From 2014 to 2015, motor vehicle accidents with injuries were up 167 percent, emergency medical transports to facilities outside the park were up 37 percent and search and rescue operations were up 61 percent, Atwell said.
In anticipation of another record year, people who plan to check out Yellowstone’s grandeur are being asked to be patient and plan ahead, respect the park, consider entering the park before 9 a.m. or after 3 p.m. to avoid larger crowds, drive responsibly and learn how to travel in bear country. Visitors are reminded to stay on the boardwalks, because hot springs have caused more injuries than wildlife. Park officials also urge visitors to “practice safe selfies” and not approach wildlife to take pictures.
Arches and Canyonlands national parks in Utah are looking at additional options to address increased visitor numbers, including a timed entry system, building more parking lots and other infrastructure, setting a daily cap on vehicle entrances and adding a private shuttle service.

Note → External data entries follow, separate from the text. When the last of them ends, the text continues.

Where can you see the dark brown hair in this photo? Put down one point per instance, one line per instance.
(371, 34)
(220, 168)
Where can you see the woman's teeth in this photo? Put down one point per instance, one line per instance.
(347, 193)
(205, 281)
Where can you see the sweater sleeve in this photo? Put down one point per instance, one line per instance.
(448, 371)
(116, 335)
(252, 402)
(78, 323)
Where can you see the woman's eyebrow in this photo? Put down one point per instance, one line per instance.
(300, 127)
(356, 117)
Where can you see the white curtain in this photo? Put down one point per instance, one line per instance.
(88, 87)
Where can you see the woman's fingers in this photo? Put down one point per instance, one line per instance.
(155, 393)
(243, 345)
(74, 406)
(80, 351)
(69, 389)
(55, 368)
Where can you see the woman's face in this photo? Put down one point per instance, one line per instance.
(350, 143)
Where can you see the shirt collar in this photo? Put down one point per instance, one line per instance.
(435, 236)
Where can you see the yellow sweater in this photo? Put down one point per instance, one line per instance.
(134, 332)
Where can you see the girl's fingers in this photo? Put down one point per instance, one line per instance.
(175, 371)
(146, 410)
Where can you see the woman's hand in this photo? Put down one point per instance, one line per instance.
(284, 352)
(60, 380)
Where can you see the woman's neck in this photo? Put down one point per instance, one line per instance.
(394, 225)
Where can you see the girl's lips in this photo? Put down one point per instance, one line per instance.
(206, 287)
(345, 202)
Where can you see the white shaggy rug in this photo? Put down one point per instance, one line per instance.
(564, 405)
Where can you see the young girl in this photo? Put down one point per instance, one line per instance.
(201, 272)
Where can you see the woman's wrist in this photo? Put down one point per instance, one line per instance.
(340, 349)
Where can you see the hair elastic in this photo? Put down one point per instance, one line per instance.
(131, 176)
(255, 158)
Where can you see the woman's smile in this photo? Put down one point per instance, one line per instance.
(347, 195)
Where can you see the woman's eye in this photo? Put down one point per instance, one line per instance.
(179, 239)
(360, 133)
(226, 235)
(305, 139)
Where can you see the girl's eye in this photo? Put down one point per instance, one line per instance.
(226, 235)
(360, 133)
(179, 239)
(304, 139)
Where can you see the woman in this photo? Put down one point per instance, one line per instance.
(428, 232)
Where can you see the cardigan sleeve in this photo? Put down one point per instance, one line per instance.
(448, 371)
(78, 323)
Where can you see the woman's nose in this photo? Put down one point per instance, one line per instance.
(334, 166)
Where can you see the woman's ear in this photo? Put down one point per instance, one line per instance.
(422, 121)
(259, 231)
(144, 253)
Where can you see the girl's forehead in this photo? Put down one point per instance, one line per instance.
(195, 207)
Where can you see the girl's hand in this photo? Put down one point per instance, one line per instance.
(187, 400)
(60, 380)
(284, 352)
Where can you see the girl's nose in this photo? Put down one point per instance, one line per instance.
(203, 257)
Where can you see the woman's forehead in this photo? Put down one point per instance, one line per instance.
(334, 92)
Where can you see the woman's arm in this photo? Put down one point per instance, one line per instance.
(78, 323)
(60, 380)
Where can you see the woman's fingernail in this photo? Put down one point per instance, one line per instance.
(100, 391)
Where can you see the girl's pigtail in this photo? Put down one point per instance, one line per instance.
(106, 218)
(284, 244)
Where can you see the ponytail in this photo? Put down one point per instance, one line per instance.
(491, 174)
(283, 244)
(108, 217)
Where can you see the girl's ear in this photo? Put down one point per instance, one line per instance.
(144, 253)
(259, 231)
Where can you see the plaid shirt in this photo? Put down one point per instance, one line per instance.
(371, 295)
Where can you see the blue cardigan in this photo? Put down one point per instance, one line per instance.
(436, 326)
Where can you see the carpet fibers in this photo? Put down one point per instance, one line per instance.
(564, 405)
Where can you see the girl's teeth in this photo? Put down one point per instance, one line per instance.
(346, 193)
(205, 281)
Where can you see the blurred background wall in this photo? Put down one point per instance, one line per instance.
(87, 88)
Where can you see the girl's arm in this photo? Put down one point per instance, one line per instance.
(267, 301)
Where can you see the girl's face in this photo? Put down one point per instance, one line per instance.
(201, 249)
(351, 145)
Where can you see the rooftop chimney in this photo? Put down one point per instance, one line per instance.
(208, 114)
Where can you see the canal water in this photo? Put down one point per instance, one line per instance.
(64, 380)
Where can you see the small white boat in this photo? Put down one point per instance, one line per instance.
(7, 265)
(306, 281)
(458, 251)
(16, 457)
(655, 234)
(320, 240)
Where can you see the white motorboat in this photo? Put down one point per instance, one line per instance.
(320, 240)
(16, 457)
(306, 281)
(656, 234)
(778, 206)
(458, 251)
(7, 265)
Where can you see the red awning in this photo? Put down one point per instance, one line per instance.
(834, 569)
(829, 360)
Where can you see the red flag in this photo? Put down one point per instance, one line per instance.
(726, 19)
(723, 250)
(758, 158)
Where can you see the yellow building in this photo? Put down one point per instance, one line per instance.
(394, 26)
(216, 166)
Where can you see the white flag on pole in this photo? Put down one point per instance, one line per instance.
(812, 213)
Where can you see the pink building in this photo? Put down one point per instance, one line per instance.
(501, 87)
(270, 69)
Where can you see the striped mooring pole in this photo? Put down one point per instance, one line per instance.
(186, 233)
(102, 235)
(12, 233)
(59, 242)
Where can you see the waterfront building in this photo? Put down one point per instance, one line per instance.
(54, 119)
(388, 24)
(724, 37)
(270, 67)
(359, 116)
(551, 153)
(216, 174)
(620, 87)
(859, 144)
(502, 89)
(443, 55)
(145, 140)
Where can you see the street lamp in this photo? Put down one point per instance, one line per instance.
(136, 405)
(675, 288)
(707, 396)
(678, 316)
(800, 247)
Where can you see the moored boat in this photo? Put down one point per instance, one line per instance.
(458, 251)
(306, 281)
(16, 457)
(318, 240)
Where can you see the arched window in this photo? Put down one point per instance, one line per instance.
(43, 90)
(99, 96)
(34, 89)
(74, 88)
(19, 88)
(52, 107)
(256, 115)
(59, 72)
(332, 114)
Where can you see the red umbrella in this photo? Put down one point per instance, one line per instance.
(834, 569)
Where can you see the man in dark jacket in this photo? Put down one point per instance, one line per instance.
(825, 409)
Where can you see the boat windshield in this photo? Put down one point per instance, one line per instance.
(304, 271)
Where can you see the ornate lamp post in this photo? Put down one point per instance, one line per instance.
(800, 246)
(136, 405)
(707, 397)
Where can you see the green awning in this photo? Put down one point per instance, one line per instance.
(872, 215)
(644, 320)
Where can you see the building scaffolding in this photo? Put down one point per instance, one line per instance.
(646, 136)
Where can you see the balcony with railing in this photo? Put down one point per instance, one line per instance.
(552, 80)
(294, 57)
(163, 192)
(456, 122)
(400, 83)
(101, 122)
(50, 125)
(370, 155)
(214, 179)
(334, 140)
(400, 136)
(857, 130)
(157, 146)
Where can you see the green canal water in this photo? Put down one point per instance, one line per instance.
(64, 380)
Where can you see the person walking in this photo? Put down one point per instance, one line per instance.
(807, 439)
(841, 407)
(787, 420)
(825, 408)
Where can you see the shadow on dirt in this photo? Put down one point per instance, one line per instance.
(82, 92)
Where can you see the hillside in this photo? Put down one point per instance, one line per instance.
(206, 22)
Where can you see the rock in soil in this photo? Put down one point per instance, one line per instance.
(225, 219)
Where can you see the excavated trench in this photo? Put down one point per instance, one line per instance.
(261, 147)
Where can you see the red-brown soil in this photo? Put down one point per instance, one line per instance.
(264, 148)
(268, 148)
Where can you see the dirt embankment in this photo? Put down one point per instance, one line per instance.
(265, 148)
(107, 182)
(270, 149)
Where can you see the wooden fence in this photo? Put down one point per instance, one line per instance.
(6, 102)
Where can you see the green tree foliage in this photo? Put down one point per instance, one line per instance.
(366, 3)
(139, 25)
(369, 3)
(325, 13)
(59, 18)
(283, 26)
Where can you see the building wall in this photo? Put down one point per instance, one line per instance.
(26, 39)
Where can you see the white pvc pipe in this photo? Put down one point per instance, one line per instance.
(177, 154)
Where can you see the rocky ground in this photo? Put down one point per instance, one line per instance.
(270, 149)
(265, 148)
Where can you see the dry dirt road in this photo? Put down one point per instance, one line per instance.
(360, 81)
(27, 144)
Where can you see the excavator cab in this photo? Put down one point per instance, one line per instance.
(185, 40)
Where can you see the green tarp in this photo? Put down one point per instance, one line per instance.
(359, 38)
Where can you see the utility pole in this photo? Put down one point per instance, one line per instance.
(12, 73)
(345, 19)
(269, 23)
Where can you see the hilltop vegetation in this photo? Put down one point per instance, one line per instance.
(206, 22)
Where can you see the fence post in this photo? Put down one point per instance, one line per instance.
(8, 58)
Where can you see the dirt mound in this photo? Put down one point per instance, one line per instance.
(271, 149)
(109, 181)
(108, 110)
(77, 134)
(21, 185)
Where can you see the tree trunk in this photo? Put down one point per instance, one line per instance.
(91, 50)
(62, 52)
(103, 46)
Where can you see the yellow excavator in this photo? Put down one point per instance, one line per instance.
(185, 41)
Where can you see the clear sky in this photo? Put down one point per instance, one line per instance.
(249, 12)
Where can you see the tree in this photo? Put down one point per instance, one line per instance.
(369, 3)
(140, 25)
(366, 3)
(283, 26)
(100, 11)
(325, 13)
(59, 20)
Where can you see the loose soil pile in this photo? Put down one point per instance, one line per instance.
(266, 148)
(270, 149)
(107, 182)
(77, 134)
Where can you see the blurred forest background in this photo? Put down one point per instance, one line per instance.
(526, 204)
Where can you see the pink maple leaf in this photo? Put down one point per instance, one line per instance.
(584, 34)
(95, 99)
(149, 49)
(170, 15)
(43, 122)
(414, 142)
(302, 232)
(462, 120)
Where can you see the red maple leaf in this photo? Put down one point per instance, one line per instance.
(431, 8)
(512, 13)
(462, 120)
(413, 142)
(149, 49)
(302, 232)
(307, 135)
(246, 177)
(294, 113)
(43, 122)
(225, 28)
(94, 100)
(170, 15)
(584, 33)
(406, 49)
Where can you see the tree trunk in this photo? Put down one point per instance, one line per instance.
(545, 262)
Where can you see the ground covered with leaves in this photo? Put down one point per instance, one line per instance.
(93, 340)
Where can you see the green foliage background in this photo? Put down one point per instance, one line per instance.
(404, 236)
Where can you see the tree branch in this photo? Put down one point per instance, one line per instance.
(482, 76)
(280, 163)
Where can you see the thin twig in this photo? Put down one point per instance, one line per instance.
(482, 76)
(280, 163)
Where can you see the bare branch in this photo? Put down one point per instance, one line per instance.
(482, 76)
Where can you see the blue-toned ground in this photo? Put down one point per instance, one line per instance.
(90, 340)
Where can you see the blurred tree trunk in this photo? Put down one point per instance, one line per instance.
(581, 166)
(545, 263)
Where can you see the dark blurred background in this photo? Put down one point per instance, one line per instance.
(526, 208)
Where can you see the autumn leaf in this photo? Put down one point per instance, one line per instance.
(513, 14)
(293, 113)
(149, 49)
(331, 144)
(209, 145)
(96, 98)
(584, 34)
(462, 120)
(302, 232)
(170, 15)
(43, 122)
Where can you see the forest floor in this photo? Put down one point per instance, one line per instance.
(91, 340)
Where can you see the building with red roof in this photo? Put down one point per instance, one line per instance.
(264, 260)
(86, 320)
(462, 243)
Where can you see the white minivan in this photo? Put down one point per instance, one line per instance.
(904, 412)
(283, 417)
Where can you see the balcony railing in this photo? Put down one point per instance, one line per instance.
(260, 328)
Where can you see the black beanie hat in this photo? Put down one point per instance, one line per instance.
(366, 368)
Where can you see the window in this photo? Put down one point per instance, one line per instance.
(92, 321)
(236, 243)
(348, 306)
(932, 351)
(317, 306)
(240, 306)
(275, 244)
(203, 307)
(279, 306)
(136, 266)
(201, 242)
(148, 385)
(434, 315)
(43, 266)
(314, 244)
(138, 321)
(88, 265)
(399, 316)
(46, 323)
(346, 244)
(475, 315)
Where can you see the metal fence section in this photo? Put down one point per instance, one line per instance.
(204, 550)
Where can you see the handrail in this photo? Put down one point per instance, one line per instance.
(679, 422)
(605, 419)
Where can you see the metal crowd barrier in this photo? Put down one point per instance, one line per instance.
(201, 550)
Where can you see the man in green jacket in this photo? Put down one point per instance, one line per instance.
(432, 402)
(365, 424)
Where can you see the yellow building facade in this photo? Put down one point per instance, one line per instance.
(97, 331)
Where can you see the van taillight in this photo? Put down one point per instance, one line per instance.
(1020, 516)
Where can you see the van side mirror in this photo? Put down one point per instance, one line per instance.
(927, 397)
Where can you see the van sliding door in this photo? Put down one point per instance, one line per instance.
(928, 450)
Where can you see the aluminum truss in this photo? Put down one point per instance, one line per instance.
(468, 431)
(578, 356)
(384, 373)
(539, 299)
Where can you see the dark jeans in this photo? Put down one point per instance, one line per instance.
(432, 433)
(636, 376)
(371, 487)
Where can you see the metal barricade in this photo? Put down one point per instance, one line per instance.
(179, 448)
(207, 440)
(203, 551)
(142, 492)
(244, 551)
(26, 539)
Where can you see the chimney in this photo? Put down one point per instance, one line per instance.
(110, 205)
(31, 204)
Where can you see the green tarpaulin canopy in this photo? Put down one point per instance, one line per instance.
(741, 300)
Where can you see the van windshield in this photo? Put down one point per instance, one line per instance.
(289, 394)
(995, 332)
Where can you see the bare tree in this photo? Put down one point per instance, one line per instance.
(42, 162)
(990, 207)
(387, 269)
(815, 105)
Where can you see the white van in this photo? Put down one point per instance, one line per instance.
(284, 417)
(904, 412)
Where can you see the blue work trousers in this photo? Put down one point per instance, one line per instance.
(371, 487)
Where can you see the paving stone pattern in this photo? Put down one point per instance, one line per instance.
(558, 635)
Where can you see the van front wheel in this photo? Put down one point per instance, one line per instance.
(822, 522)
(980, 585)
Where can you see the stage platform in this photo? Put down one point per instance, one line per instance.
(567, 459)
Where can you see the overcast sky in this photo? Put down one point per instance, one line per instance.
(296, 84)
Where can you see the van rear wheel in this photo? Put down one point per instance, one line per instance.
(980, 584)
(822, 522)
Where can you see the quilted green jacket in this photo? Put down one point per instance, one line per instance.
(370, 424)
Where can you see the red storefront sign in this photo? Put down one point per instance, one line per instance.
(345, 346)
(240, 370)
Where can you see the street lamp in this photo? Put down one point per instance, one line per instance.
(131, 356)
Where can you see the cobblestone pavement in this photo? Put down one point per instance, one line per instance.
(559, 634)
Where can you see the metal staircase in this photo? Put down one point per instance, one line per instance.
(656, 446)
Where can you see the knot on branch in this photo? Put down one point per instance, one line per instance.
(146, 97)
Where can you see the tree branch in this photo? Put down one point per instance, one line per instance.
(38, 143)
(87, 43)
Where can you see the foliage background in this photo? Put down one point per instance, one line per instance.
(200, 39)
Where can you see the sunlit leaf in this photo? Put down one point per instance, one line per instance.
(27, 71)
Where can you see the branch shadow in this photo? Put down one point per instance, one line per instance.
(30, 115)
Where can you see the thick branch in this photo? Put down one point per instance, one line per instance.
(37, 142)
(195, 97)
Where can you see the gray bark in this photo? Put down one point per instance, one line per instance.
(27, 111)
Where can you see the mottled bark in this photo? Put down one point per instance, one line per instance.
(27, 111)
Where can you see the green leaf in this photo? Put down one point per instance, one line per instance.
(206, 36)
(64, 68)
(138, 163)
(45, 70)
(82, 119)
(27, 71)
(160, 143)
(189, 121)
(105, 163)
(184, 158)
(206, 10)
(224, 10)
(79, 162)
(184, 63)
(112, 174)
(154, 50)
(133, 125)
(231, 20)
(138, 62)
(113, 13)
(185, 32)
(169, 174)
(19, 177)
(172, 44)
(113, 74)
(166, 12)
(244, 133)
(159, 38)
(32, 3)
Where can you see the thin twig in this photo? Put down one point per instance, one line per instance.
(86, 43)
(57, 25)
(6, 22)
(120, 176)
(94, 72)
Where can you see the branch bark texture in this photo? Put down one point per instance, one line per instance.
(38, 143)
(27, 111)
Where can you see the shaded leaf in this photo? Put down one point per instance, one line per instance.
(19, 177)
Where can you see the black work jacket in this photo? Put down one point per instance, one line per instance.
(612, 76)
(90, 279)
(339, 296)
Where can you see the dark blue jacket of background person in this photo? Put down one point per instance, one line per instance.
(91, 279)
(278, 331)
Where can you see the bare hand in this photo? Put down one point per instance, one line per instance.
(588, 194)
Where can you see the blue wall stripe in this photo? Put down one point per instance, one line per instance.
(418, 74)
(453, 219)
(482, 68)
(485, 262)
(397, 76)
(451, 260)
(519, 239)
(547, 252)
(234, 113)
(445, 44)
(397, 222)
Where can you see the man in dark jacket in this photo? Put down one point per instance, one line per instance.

Grand Teton expects a final decision by the end of the year on a proposal to limit visitor capacity on the 7.1-mile Moose-Wilson Corridor to 200 cars at a time, which would include implementing wait times during peak visitation days and times. Visitors to the Laurance S. Rockefeller Preserve in Grand Teton are limited by the 50 available parking spaces, park spokeswoman Denise Germann said.
“What we’re trying to create and manage is the experience that you come to the Moose-Wilson to enjoy, and protect the resources of that corridor,” Germann said.